Big tobacco arrived in Oregon this fall with a warning – Oregon’s state constitution is in danger, and voters have to protect it.
This November, voters will decide whether Oregon should be the first state in the nation with a tobacco tax cemented in its constitution when they decide to approve or reject Measure 50, the state’s ballot measure to increase the tax on a pack of cigarettes by 84.5 cents per pack to fund health insurance to uninsured children. But opponents warn such a tax will pollute the constitution and open up the flood gates to other taxes.
By The Numbers0: The number of sales tax or single-item tax amendments in Oregon’s constitution. 0: The number of other states with a tobacco tax in their constitution. 84.5 cents: The added tax per pack of cigarettes if Measure 50 passes. $1.18: The current tax on a pack of cigarettes in Oregon. $2.02: The total tax on a pack of cigarettes should the measure pass, bringing it to the same as Washington state’s total tax. $152.7 million: The extra revenue generated if Measure 50 passes in the 07-08 fiscal year. $233.2 million: The extra revenue generated in the next two-year fiscal cycle. Breakdown of how the revenue from the tax will be spent: Healthy Kids: 72.3 percent Tobacco Prevention and Education: 4.9 percent Kids Safety Net Clinics: 3 percent Oregon Health Plan: 18.5 percent Rural Health: 1.2 percent 117,000: The number of children in Oregon who are currently uninsured, according to Gov. Ted Kulongoski’s Healthy Kids Plan. 1.11 billion: The total number of state medical bills from tobacco-related diseases. $9 million: Amount spent by opponents of Measure 50, most of which is from big tobacco companies. $2 million: Amount spent by supporters of Measure 50, most of which has come from hospitals and health care companies. |
“It’s the first of its kind, and it truly is a first in terms of setting a tax issue in the state constitution,” said J.L. Wilson, spokesman for the Oregonians Against the Blank Check, an organization campaigning to defeat Measure 50. “If this passes, you’ve got to be prepared to face other taxes in the constitution because legislators will take the path of least resistance to get them passed.”
However, the constitution was not the first place state legislators tried to pass the tax increase, and some have viewed Measure 50 as a last-ditch effort by assembly Democrats.
In the last legislative session, a bill version of this ballot measure failed because it did not have sufficient Republican support needed to pass.
However, state Democrats had a backup plan – the state constitution. Many legislators felt the goal of better children’s healthcare was the most important issue, not how it was reached.
The last legislative session was coming to a close, and “we were not willing to leave the session without doing something on the child health care issues,” said Russ Kelley, a spokesman for Democratic House Speaker Jeff Merkley. “We said ‘We’re running out of time here, and we have got to do something, so let’s put it on the constitution.’”

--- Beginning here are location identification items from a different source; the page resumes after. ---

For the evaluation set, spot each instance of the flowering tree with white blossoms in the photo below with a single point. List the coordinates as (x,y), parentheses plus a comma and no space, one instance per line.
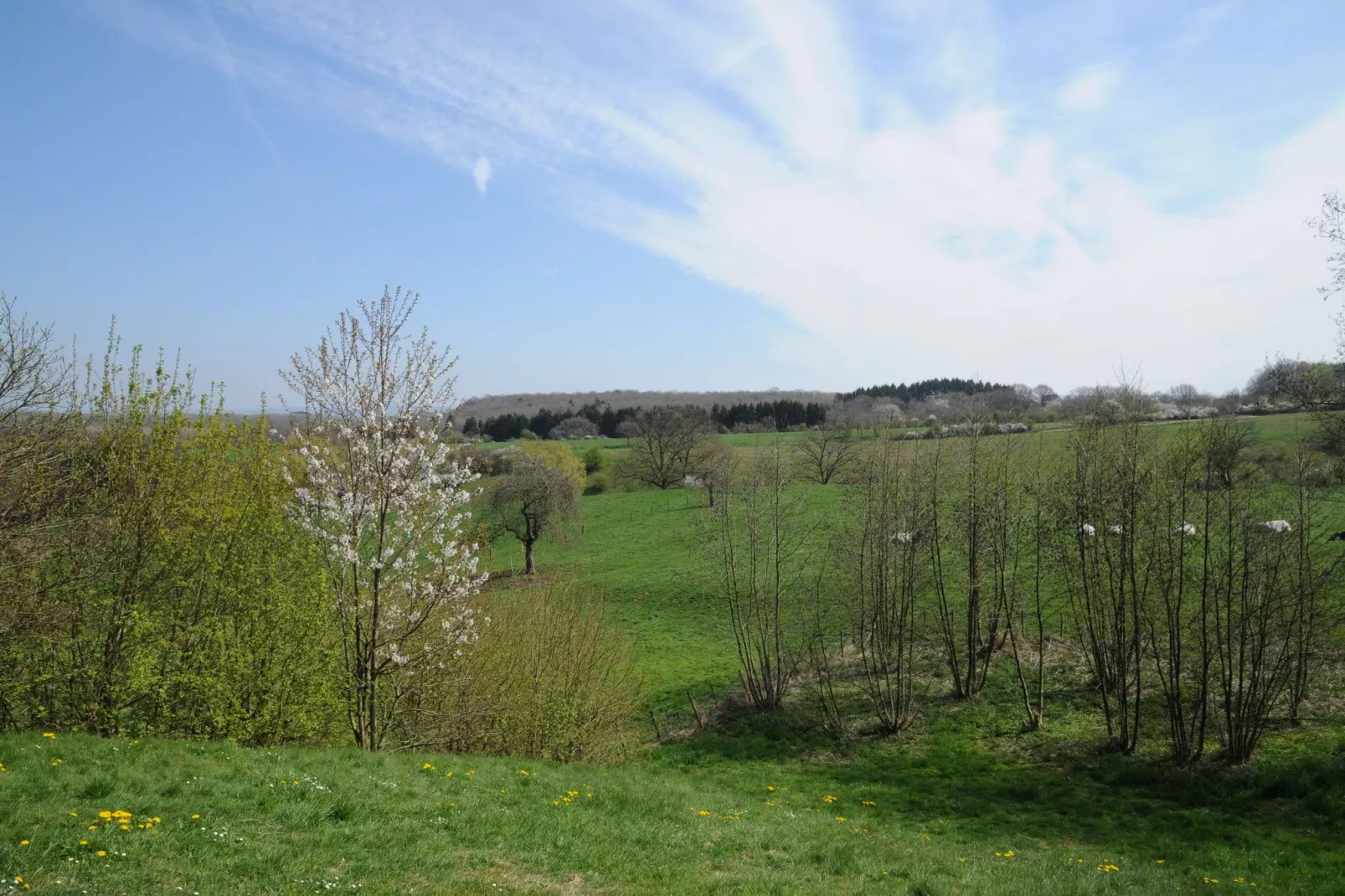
(384,496)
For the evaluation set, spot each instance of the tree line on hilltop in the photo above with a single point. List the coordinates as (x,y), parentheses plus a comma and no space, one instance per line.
(923,389)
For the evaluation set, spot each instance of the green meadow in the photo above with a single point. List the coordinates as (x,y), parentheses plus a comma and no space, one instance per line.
(962,802)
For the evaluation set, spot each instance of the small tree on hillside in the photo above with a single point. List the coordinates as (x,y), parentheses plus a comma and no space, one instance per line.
(714,465)
(385,497)
(663,441)
(539,492)
(825,454)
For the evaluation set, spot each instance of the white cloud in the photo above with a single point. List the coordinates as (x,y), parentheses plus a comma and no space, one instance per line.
(1091,88)
(903,241)
(482,174)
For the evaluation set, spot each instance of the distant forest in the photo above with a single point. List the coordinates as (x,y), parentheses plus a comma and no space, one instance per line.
(781,415)
(923,389)
(778,414)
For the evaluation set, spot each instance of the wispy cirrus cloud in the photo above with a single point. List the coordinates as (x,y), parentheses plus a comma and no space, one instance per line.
(899,213)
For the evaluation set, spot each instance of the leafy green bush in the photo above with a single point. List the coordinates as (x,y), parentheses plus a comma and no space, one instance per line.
(173,595)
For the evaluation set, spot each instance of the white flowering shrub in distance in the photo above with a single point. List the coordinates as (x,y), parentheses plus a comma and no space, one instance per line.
(381,490)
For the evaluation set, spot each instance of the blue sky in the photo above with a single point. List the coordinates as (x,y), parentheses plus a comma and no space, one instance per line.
(683,195)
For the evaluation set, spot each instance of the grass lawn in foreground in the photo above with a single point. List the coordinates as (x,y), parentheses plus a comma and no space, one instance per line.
(759,807)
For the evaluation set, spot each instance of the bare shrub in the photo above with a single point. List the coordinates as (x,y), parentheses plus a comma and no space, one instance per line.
(550,677)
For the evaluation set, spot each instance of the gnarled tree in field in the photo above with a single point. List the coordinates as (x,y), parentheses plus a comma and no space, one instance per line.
(384,496)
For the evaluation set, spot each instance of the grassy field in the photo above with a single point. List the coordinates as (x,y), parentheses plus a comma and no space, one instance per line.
(965,802)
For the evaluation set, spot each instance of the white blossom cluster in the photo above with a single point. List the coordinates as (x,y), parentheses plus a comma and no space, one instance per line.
(382,492)
(385,499)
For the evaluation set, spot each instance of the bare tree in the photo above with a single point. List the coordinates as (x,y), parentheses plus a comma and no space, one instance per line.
(663,441)
(757,543)
(1107,572)
(714,465)
(385,498)
(1185,394)
(965,492)
(1331,226)
(532,498)
(1023,537)
(1189,478)
(825,454)
(884,571)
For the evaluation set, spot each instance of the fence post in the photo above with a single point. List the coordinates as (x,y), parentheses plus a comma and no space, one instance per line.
(694,711)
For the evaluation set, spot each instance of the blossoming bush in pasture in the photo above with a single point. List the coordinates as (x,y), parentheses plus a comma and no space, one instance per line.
(384,496)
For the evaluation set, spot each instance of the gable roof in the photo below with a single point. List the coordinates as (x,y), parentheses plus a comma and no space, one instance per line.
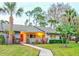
(27,28)
(45,29)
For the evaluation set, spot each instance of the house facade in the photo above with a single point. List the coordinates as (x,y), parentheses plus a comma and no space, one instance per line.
(32,34)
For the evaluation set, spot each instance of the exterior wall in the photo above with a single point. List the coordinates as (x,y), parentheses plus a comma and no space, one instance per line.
(23,38)
(26,36)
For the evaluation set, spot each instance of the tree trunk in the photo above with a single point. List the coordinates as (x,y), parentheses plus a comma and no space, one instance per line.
(10,39)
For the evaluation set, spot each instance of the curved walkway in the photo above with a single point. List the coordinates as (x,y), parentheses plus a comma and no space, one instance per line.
(43,51)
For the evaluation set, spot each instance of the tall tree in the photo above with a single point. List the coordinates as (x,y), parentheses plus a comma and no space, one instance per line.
(69,15)
(11,9)
(29,14)
(56,10)
(1,22)
(52,22)
(36,12)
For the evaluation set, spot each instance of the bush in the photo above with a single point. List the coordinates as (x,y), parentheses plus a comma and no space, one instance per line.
(57,41)
(2,39)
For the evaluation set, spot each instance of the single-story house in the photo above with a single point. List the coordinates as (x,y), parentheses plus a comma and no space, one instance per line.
(32,34)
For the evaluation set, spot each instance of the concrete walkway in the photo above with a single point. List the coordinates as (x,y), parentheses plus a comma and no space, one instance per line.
(43,51)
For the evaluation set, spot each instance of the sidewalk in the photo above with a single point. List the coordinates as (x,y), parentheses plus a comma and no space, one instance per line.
(43,51)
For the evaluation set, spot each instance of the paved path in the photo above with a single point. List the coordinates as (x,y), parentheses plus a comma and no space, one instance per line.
(43,51)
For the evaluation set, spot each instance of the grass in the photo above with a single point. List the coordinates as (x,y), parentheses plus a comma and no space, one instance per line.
(17,50)
(59,50)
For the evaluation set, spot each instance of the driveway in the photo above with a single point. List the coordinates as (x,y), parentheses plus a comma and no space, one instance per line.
(43,51)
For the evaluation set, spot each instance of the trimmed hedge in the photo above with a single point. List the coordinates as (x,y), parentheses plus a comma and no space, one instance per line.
(2,39)
(58,41)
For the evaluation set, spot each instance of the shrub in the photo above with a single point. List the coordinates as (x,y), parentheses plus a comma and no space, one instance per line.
(57,41)
(2,39)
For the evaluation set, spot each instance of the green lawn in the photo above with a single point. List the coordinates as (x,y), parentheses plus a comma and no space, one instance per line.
(17,50)
(58,50)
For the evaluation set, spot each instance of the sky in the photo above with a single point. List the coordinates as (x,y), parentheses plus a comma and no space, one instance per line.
(30,6)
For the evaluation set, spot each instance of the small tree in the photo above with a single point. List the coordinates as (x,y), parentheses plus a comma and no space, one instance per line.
(66,31)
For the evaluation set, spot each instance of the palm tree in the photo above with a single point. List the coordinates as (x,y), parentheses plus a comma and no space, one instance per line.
(26,22)
(29,14)
(1,22)
(10,9)
(36,12)
(52,22)
(69,15)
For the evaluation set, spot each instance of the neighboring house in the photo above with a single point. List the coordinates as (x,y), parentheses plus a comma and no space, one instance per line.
(32,34)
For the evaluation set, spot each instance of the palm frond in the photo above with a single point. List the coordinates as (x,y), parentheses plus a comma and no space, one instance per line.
(10,7)
(19,12)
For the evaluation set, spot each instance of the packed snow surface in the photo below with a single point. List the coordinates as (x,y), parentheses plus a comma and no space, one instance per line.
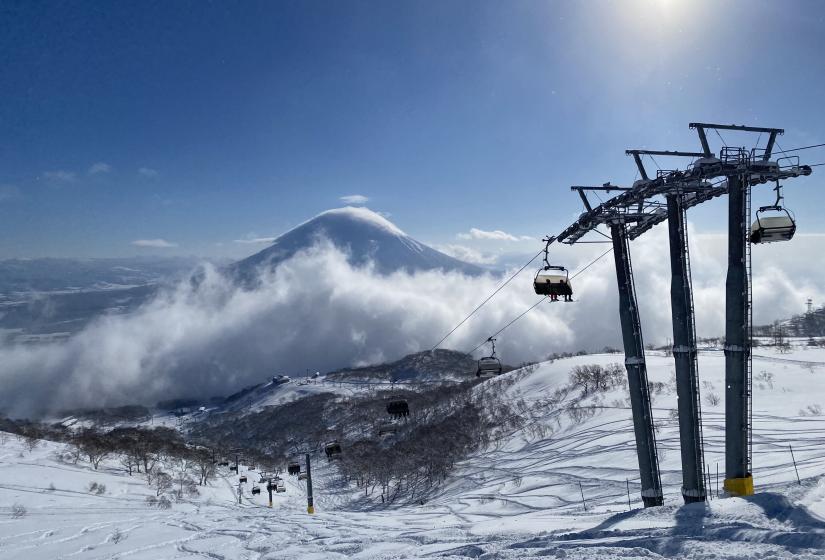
(557,488)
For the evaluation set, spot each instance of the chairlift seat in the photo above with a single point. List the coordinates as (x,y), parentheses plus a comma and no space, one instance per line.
(332,448)
(488,366)
(398,407)
(779,226)
(387,429)
(547,284)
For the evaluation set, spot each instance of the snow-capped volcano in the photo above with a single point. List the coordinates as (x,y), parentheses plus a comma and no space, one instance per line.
(364,235)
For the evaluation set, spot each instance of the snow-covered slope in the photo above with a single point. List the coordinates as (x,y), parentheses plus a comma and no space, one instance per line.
(520,498)
(365,235)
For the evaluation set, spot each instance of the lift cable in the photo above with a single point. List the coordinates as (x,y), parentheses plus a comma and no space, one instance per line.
(480,305)
(542,300)
(781,151)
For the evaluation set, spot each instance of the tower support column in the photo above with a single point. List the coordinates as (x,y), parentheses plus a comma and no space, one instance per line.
(738,479)
(636,370)
(684,356)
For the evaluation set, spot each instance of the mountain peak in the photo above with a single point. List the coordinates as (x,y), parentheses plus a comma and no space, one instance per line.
(363,214)
(365,235)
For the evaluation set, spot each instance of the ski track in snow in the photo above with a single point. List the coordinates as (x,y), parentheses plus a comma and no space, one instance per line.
(521,498)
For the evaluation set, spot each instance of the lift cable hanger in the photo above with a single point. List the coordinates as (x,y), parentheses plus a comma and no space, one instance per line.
(542,300)
(488,298)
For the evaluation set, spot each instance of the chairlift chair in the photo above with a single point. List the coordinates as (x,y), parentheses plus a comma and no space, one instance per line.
(387,429)
(332,448)
(398,407)
(777,225)
(552,284)
(489,365)
(555,283)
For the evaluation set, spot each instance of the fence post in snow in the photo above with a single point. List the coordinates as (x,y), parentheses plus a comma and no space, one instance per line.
(629,508)
(710,485)
(794,465)
(310,503)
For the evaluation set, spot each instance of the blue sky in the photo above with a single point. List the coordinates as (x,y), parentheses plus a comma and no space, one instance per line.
(192,125)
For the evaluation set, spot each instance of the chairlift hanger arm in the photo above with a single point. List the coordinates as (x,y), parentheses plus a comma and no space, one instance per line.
(771,132)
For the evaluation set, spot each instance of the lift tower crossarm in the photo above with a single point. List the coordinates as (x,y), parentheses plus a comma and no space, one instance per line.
(771,132)
(638,153)
(607,187)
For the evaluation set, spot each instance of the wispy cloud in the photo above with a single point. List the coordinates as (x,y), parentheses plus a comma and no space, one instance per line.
(186,339)
(468,254)
(8,192)
(60,176)
(148,172)
(256,240)
(354,199)
(154,243)
(495,235)
(99,167)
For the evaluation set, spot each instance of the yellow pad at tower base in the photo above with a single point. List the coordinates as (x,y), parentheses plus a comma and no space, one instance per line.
(739,486)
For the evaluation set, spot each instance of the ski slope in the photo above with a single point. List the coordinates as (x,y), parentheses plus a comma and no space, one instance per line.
(520,498)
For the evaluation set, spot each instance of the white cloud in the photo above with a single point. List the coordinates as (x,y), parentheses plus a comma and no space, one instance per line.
(60,176)
(495,235)
(8,192)
(212,337)
(99,167)
(468,254)
(256,240)
(148,172)
(155,243)
(354,199)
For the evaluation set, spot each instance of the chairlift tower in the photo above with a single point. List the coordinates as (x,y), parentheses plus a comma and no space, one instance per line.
(618,220)
(691,442)
(740,167)
(636,366)
(633,212)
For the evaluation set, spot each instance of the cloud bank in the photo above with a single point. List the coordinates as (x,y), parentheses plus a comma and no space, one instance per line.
(354,199)
(154,243)
(316,311)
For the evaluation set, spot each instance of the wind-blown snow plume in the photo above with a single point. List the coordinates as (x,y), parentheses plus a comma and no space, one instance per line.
(317,311)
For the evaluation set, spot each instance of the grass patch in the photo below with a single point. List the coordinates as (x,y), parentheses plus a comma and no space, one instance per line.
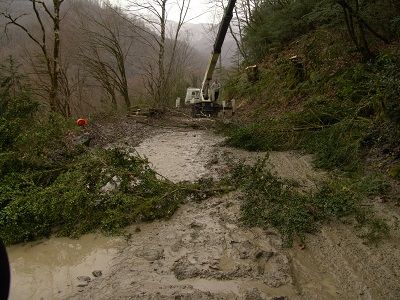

While it may sound odd, statutes to raise revenue need a three-fifths vote of approval in both chambers to pass out of the legislature, but constitutional amendments only need a simple majority, or 51 percent, to pass.
“It probably sounds backwards … but it’s just one of those quirky things about the Oregon Constitution,” Kelley said.
Democrats hold 18 of 30 seats in the Senate and 31 of 60 seats in the House, the exact simple-majority numbers they needed to put the issue to voters.
Now the campaign against the cigarette tax increase is flying under the banner of saving Oregon’s constitution and not allowing politicians to meddle in the regality of the document.
One TV commercial shows two working-class people worried about a potential amendment while dropping the word “constitution” about every six seconds and flashing it on the screen twice. Another portrays a man who appears to be a nervous politician with a big 15-foot document in front of him that he is altering while looking over his back to see if anyone’s watching.
But alterations to Oregon’s constitution aren’t really that rare of an occurrence. In 1902, voters decided to approve a system that makes it easier to amend the constitution, and in the past 105 years they have done so 240 times. The document has become a patchwork of articles strung together with revisions, amendments, petitions and initiatives – all adopted by the people.
Only two of these articles refer to taxes however, and both are only regulations on taxes, not increases. One refers to property tax limitations and the other dictates how fuel tax revenue can be spent.
“From what I understand, the Oregon constitution is quite a unique document,” said Gene Borio, co-founder of the group Tobacco.org.
Now voters will decide if there is danger simmering below the surface of this ballot measure, or if the constitution can handle a new tax. And legislators who face an uphill struggle to pass a tax increase with a floor vote will have a gauge to measure how difficult they are to pass with a constitutional vote.
“If you’re going to get something on a constitutional amendment on the ballot, you only have to get a few more signatures,” said Paul Warner, a state legislative revenue officer. “While it’s very hard to get revenue raising issues to pass with the legislative three-fifths majority, it is even harder to get them to pass with the public.”